Recent studies indicated that apart from lysosomal storage of glycosaminoglycans (GAGs), secondary and tertiary changes in cellular processes may significantly contribute to development of disorders and symptoms occurring in mucopolysaccharidoses (MPS), a group of lysosomal storage diseases in which neurodegeneration is specific for most types and subtypes. In this report, using transcriptomic data, we demonstrate that regulation of hundreds of genes coding for proteins involved in regulations of various cellular processes is changed in cells derived from patients suffering from all types and subtypes of MPS. Among such genes there are 10 which expression is significantly changed in 9 or more (out of 11) MPS types/subtypes; they include IER3IP1, SAR1A, TMEM38B, PLCB4, SIN3B, ABHD5, SH3BP5, CAPG, PCOLCE2, and MN1. Moreover, there are several genes whose expression is changed over log₂ > 4 times in some MPS types relative to control cells. The above analysis indicates that significant changes in expression of genes coding for various regulators of cellular processes may considerably contribute to development of cellular dysfunctions, and further appearance of specific symptoms of MPS, including neurodegeneration.

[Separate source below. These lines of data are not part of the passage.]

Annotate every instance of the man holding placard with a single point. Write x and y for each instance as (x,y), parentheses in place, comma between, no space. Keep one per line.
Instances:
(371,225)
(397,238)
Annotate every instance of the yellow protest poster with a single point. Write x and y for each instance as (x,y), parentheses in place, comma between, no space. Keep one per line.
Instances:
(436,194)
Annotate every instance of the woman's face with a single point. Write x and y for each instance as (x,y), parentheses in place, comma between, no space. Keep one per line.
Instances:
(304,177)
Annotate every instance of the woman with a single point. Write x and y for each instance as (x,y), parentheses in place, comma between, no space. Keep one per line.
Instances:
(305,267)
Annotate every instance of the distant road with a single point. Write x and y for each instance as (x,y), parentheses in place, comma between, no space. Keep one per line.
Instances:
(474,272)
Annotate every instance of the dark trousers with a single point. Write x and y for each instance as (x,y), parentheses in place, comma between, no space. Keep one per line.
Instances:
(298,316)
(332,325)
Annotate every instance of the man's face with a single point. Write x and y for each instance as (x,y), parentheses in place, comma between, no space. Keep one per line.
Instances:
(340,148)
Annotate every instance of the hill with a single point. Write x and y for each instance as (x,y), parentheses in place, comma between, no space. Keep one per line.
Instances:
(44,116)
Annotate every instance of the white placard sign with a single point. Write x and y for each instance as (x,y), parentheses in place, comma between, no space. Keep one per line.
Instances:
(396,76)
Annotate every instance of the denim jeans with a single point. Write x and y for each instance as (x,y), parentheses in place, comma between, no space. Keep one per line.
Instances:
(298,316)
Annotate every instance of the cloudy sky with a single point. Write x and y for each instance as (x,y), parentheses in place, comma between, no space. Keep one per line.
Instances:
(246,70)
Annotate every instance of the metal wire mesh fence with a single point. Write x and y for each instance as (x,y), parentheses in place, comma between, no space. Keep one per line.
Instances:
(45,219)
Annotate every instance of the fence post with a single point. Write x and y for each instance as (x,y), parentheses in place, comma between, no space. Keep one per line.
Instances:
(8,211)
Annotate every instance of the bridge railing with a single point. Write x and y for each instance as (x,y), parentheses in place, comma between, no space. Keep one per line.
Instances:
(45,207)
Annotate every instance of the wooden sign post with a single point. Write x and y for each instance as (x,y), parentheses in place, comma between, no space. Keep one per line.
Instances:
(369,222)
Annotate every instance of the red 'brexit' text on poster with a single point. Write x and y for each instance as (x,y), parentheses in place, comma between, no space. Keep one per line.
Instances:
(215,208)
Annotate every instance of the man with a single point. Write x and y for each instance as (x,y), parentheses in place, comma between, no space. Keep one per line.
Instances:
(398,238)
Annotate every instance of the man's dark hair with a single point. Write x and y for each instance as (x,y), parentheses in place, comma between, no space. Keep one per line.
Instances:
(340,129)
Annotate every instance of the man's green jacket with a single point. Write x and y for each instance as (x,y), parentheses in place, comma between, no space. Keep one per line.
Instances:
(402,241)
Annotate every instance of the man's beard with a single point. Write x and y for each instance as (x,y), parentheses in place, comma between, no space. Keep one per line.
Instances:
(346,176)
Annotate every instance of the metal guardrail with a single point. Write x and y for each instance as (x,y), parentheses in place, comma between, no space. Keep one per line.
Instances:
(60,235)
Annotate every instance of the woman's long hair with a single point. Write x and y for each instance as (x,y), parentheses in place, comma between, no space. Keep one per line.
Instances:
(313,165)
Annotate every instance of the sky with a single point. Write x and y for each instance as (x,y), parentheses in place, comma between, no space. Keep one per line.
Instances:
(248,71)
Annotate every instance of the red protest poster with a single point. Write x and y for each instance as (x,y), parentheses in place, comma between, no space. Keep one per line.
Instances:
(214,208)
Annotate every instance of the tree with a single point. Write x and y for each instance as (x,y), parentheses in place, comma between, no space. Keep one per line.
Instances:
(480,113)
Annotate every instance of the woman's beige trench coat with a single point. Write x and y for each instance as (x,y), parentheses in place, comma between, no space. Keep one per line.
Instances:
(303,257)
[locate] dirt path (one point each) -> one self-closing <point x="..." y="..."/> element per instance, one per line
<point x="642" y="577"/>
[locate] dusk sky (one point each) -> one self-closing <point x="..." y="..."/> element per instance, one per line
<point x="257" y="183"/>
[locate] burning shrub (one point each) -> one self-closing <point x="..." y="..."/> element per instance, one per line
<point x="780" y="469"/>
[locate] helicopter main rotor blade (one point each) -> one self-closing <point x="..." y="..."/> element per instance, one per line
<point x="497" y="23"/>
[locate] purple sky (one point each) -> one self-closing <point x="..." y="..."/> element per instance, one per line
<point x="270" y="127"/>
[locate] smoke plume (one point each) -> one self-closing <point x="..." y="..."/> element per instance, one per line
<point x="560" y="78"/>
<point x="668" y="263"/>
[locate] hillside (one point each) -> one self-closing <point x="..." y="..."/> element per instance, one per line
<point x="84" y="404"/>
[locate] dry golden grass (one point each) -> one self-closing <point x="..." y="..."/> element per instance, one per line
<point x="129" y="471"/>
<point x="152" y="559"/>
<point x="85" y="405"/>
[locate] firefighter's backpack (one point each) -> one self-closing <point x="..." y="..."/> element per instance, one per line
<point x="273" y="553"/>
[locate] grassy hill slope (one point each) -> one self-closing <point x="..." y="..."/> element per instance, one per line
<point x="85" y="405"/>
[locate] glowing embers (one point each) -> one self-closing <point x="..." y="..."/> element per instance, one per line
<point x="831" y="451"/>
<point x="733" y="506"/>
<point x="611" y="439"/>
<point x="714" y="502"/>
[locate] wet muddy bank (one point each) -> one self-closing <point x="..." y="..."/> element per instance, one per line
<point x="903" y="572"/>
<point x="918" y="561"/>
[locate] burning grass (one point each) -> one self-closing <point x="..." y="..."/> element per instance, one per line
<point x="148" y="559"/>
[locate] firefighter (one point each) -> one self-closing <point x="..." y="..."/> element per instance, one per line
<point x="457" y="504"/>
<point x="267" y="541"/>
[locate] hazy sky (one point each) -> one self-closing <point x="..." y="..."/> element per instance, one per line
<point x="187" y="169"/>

最近的研究表明，除了糖胺聚糖 (GAG) 的溶酶体储存外，细胞过程的二级和三级变化可能会显着促进粘多糖贮积症 (MPS) 的疾病和症状的发展，这是一组溶酶体贮积病，其中神经变性对大多数类型和子类型。在本报告中，我们使用转录组学数据证明，在来自患有所有类型和亚型 MPS 的患者的细胞中，对数百个编码蛋白质的基因的调控发生了改变。在这些基因中，有 10 个在 9 个或更多（11 个）MPS 类型/亚型中表达显着改变；它们包括IER3IP1、SAR1A、TMEM38B、PLCB4、SIN3B、ABHD5、SH3BP5、CAPG、PCOLCE2和MN1。此外， 相对于对照细胞，在某些 MPS 类型中，有几个基因的表达变化超过 log ₂ > 4 倍。上述分析表明，编码细胞过程的各种调节因子的基因表达的显着变化可能会显着促进细胞功能障碍的发展，并进一步出现 MPS 的特定症状，包括神经变性。